Hi! I am the proud owner and mama of a 2 1/2 month old pygmy goat named Layla. I want to get another goat soon- I have heard of a dwarf pygmy. Is there even such a breed?


----------



## groovyoldlady (Jul 21, 2011)

There are 2 miniature breeds of goats: Pygmys and Nigerian Dwarfs. Nigerian Dwarfs have been developed for dairy production. Pygmys produce milk, of course, but are considered more of a pet or meat animal. They have different body types (Pygmys are stockier and chunkier; Nigerian Dwarfs have a lighter build and more dairy characteristics) and different color patterns for their coats. Many people don't know the proper name for either breed of goat, so they use the terms interchangeably.

More than once folks have come to TGS to introduce us to their new pygmys only to find out they were actually Nigerians - or vice versa!
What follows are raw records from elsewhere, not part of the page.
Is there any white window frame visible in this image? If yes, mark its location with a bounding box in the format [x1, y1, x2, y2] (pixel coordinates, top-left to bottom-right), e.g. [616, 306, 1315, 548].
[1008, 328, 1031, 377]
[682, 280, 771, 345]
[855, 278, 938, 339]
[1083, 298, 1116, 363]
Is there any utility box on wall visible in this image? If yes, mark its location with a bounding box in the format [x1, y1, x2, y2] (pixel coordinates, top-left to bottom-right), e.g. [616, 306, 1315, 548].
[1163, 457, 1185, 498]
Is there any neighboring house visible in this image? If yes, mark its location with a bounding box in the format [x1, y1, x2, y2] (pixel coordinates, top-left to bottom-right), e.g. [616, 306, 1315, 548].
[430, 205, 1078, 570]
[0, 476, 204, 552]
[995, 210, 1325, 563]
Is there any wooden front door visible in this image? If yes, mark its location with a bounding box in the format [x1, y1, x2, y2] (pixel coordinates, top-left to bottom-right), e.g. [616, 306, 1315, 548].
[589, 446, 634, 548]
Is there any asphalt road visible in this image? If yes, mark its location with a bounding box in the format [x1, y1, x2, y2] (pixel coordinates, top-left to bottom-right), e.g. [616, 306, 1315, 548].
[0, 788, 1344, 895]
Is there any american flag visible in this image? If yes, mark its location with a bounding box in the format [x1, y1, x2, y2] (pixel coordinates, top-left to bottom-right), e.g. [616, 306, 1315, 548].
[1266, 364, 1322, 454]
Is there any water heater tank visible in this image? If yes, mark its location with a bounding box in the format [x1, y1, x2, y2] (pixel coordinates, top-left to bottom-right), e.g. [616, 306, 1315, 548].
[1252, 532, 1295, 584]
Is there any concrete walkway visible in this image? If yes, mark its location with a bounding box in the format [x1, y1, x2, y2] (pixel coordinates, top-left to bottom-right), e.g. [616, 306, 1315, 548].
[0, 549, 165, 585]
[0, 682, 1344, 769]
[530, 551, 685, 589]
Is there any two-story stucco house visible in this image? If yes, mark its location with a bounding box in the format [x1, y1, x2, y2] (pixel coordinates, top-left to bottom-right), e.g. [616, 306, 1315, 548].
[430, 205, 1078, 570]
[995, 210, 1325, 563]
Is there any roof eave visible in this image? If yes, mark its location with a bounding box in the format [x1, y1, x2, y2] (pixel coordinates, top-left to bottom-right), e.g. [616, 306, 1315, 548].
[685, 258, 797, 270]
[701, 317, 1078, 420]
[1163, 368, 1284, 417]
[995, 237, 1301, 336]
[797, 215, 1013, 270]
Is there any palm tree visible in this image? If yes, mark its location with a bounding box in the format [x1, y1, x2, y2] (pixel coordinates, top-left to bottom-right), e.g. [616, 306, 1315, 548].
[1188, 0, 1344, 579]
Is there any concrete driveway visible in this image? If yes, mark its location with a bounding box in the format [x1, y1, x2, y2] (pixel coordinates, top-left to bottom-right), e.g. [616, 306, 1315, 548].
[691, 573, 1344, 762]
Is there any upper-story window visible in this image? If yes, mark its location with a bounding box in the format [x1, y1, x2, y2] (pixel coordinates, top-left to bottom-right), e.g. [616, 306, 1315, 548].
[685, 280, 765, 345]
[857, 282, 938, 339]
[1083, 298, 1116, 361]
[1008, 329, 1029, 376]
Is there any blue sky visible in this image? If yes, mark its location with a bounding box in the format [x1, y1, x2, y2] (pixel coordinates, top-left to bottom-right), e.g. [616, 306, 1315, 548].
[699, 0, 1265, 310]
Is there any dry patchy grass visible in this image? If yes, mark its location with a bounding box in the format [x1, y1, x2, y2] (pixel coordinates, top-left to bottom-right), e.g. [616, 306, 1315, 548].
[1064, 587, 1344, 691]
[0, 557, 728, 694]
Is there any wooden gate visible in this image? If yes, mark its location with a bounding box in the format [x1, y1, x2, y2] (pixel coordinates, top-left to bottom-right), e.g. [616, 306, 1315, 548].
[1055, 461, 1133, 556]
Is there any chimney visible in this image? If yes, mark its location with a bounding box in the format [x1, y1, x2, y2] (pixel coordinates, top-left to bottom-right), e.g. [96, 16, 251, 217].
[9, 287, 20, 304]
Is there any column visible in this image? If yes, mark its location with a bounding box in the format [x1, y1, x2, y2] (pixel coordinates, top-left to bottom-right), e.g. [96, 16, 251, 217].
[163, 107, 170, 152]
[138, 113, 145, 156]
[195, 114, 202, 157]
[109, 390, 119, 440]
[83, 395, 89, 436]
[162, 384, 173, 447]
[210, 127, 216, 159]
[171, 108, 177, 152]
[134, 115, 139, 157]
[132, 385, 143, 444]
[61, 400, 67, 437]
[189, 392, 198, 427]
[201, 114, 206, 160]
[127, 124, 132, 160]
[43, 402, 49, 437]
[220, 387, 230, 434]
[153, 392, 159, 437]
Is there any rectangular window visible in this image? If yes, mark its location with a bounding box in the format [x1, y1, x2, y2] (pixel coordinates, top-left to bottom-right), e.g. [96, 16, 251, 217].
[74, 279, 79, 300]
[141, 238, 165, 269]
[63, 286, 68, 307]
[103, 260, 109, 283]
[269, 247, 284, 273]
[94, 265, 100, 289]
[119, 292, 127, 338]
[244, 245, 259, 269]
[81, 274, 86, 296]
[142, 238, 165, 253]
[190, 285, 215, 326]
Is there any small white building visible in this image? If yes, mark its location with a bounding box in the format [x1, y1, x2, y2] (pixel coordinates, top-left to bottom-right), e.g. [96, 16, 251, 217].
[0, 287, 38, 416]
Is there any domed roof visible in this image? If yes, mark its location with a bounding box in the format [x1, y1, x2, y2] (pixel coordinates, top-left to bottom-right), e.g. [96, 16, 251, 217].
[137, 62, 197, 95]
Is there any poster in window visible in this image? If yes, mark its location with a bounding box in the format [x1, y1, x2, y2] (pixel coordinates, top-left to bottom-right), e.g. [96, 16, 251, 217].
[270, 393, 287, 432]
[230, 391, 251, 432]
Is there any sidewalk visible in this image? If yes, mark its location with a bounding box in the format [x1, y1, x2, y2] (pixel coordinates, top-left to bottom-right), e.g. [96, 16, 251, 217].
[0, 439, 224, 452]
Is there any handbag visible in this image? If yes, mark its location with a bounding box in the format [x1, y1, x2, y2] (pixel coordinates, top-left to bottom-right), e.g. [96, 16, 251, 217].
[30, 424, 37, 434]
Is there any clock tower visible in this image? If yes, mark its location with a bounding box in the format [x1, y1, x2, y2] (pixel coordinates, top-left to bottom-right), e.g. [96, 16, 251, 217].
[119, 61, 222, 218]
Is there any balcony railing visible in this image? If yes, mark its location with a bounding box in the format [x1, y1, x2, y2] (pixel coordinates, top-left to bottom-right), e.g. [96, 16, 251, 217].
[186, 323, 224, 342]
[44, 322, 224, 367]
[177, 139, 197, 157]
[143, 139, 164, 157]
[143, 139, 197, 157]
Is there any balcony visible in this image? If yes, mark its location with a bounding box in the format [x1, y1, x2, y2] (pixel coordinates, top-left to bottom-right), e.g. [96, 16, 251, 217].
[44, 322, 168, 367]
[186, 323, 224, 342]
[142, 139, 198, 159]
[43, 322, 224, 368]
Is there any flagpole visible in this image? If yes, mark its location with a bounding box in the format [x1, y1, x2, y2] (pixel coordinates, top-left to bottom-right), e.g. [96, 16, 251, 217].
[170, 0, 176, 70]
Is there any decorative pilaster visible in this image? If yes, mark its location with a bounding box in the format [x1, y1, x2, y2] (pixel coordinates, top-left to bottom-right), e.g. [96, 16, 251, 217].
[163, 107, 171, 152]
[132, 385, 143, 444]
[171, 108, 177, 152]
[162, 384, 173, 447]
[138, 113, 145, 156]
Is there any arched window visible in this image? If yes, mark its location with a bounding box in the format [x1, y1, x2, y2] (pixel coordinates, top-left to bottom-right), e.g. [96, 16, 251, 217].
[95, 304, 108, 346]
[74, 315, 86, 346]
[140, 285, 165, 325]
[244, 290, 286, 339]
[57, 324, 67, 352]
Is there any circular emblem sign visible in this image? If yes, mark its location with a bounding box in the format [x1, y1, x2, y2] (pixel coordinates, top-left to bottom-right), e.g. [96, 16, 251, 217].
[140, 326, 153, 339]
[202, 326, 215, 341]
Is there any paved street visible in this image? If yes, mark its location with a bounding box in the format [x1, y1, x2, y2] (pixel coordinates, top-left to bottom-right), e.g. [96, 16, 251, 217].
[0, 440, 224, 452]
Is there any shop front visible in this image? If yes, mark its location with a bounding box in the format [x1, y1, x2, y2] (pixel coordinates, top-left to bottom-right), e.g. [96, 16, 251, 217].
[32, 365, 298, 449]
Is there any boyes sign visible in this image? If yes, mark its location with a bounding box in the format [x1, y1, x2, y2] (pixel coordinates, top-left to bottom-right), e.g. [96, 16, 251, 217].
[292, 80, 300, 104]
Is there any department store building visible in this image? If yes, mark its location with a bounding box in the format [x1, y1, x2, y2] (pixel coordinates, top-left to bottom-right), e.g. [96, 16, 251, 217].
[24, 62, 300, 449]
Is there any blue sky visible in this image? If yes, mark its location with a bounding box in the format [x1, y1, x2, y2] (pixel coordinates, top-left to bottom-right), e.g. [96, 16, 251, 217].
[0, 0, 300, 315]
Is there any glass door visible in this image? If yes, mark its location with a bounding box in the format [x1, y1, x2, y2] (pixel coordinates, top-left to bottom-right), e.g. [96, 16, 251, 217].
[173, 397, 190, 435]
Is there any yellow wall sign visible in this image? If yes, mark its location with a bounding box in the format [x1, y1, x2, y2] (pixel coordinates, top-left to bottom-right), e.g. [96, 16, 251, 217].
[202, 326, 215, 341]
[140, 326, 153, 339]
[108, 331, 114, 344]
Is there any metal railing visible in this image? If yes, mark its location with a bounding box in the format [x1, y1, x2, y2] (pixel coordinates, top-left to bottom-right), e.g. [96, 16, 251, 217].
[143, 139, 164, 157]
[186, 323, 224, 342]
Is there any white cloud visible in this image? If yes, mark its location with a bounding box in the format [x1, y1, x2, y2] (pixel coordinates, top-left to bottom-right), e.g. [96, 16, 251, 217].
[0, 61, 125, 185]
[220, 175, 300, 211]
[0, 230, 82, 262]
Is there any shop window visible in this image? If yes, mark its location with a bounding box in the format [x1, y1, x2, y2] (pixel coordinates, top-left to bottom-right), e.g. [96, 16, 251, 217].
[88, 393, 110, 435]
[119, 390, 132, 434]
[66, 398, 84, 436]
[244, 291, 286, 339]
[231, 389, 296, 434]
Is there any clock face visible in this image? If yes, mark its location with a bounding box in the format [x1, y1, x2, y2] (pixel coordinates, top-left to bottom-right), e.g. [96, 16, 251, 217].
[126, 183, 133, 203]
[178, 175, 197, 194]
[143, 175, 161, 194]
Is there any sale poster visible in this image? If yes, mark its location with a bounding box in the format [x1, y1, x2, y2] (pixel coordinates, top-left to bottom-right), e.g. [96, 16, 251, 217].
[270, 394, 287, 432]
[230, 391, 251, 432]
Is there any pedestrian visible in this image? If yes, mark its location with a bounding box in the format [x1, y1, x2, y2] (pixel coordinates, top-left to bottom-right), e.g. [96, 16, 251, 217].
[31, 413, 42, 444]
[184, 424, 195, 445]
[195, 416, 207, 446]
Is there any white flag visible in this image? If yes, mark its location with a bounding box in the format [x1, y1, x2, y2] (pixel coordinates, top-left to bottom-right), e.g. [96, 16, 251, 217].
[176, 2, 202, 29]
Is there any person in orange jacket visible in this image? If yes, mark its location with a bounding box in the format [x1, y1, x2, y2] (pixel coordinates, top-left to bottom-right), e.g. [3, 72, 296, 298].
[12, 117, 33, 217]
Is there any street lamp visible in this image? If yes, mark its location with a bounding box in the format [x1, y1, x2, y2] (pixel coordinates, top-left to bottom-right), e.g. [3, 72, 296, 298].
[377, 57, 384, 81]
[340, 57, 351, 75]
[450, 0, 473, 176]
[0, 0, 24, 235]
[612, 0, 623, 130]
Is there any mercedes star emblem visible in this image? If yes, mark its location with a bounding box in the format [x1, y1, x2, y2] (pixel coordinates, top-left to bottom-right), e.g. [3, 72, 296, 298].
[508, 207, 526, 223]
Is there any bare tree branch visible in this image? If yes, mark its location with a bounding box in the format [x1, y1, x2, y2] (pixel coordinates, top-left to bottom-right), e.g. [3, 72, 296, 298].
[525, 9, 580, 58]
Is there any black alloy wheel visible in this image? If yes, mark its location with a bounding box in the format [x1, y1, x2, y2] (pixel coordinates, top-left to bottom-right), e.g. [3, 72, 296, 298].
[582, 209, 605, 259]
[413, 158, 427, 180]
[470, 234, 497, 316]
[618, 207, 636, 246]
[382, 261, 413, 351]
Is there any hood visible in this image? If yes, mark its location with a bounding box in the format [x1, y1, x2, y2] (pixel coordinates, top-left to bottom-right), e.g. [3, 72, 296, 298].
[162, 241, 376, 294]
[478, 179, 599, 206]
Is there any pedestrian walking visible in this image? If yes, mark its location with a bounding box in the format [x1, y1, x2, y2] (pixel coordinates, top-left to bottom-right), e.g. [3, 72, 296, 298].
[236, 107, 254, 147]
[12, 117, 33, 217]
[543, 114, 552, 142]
This farm sells pygmy goats: http://www.ourbuckeyefarms.com/pygmy-goats-for-sale.html

This one sells Nigerian Dwarfs: http://valleysedgefarm.weebly.com

Both breeds are much smaller than the big goats and both are just adorable. :-D


----------



## happybleats (Sep 12, 2010)

good info groovy!!! 

Maybe they are calling the cross of both breed a dwarf pygmy?


----------



## ksalvagno (Oct 6, 2009)

Dwarf Pygmy is usually from someone who has no clue on goat breeds. Most of the time they have mixes and just call any type of small goat a Dwarf Pygmy.


----------



## KW Farms (Jun 21, 2008)

No such thing as a "Dwarf Pygmy." 

There is Nigerian Dwarf and there is Pygmy. Completely different breeds. Both are about the same size though.


----------



## lottsagoats1 (Apr 12, 2014)

A dwarf pygmy is the same as a Nigerian Pygmy. People make up names for breeds they don't know.


----------



## capracreek (Apr 5, 2016)

Both pygmies and Nigerians are dwarf goats by definition. Both come from the original same line of dwarf goats in Cameroon Africa. They split off the good Milking goats and developed a line that are better milk producers which became known as the Nigerian Dwarf. Some of the differences is the Nigerians through more variation in colors and they can have blue eyes. They are also more refined with more leg.
http://www.ndga.org/ndga-breed-standard.html

The pygmies are were much stockier and broader and they were used primarily as the meat goat. They are solid colors being black, grey, carmel or brown with black or brown socks down the legs and they can have a dorsal stripe. They can have white belly bands and a blue eye would be a disqualification. Here is the npga breed standard: http://www.npga-pygmy.com/resources/conformation/breed_standard.asp


----------